There is ample parol evidence to show that the decedent intended the rental agreement to create a joint tenancy. To illustrate, the bank clerk testified that when the decedent made arrangements for the joint box: "I asked her [decedent] if she would want the survivor to have the contents of the box, if she should pass away, and she said that is what she wanted." Defendant testified: "When she [decedent] asked me to sign that card she said if anything happened to her she wished me to have the contents of the box but named no contents or nothing referring to what was in it or should be in it. She naturally had to tell me something when she asked me to sit down and sign a paper."
In my opinion, this evidence, coupled with the "CO-RENTERS AGREEMENT," was ample to sustain the finding of the trial court that decedent intended the contents of the box to be held in joint tenancy with defendant, and that he became the owner of such contents by virtue of the right of survivorship arising out of such agreement.

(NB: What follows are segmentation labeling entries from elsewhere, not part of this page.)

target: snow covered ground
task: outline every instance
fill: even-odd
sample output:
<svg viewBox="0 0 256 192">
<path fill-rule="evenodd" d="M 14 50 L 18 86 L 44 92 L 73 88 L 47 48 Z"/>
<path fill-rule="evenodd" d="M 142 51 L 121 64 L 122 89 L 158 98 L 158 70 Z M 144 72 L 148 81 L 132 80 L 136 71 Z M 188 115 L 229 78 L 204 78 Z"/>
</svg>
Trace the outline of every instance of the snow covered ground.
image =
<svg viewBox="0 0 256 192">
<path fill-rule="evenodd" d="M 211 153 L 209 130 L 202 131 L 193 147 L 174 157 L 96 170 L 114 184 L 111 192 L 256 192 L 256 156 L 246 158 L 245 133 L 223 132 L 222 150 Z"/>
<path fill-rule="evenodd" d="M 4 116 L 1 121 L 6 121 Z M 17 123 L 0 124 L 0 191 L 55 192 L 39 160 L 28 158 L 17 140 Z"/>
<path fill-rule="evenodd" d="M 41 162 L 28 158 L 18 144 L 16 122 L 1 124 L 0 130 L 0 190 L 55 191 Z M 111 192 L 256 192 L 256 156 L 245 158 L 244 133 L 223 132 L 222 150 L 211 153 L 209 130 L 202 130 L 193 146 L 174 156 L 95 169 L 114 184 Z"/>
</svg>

The cases relied upon by the majority opinion should not be controlling. In Security-First Nat. Bank v. Stack, 32 Cal.App.2d 586 [ 90 P.2d 337], the court gave no consideration and made no mention of a clause such as exists in the instant case making the promises binding upon the executors, heirs and assigns of the parties. Moreover, the rental agreement there was completely wiped out as a joint tenancy arrangement by the execution by the husband and wife of a written agreement expressly terminating all joint tenancy relations after the rental agreement was made. Estate of Dean, 68 Cal.App.2d 86 [ 155 P.2d 901], rather than supporting the majority opinion, is to the contrary. The issue there involved was whether the contents of a safe deposit box was held in joint tenancy. There was a rental agreement similar to that involved in the instant case and, while stating that the agreement did not expressly declare that a joint tenancy was created, also holds that: "Considering the caption and the body of the writing together and as a whole, as appellant asserts should be done in order to ascertain the 'true intention in the minds of the parties,' it appears that it was not expressly declared on the signature card that the property in the box was to be held in joint tenancy; and it appears further that the writing was uncertain and ambiguous as to whether it was the intention of the parties to create a joint tenancy in the ownership of the contents of the box or to become Co-Renters with the right of joint access to the box and to possession of the contents. . . . In the present case the signature card, 'standing alone,' was not sufficient to create a joint tenancy, but was uncertain and ambiguous. . . . It appears, contrary to appellant's contention, that the court received parol evidence, and received documentary evidence in addition to the signature card of January 19th, for the purpose of considering it in determining the intention of the decedent in signing the card. The card, being uncertain and ambiguous, such evidence was received properly. The evidence was sufficient to support the findings of the court." (Emphasis added.) The majority opinion gives no reason why parol evidence was held to be properly admitted in the Dean case but not in the case at bar.
I would, therefore, affirm the judgment.
Schauer, J., concurred.
Respondent's petition for a rehearing was denied April 28, 1949. Carter, J., and Schauer, J., voted for a rehearing. Edmonds, J., did not participate herein.